Kevin Kuybus, 46, is the 10th person to die in an avalanche this season in the U.S. and the fourth since Sunday.
The Summit County Sheriff’s office said a 2,000 foot long avalanche was reported at noon on Monday in a backcountry area south of the ski resort. Keystone Resort officials also confirmed the slide.
Kuybus is from Highlands Ranch. His friend he was skiing with also got caught in the avalanche and was able to dig himself out. He couldn’t find Kuybus, and so he walked to Tiger Road, located near the town limits of Breckenridge.
Search and rescue teams started an intensive search for Kuybus at the area where the slide or slides happened, and it continued Tuesday morning. Part of the rescue effort included avalanche mitigation work to make sure the rescue crews were safe. Dogs were being used in the search.

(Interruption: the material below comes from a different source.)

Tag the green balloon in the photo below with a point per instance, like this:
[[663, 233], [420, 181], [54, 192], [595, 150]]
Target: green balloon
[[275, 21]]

“The avalanche was in an area called Vega Bowl, which is off of Outback at Keystone in an out-of-bounds area,” Charles Pitman from the Summit County Rescue Group said. “We spent several hours yesterday combing the debris field. We were not successful in locating the individual so we came back today.”
Pitman said it appeared that two slides had merged.
“Because of that there was sort of a “V” shape in the middle that had no slide. Keystone Patrol was able to get up there and mitigate that and make it safe for the rest of us to go in.”
Pitman said Kuybus had tracking chips in his boots and that’s how he was able to be located.
The avalanche was reportedly as deep as 9 feet in some places.
The search effort was described as follows: “Roughly 40 representatives, including four dogs, from Keystone Ski Resort, Arapahoe Basin Ski Area, Breckenridge Ski Resort, Summit County Rescue Group, Vail Mountain Rescue, Alpine Rescue Team and the U.S. Forest Service will be on-scene today to continue the search.”
It’s not clear whether the slide was triggered by the skiers or not. Volunteers involved in the search also told CBS4 they weren’t sure how the skiers got to the terrain they were skiing on when the avalanche happened.
Skiing in the backcountry is currently considered very dangerous due to the likelihood of avalanches after several days of heavy snowfall.
“Keystone Ski Patrol is constantly monitoring conditions and assessing the safety of the snow and regularly performs thorough avalanche mitigation across the resort’s in-bounds terrain,” resort officials said in a statement. “Anyone accessing the backcountry should consult the (Colorado Avalanche Information Center) avalanche forecast.”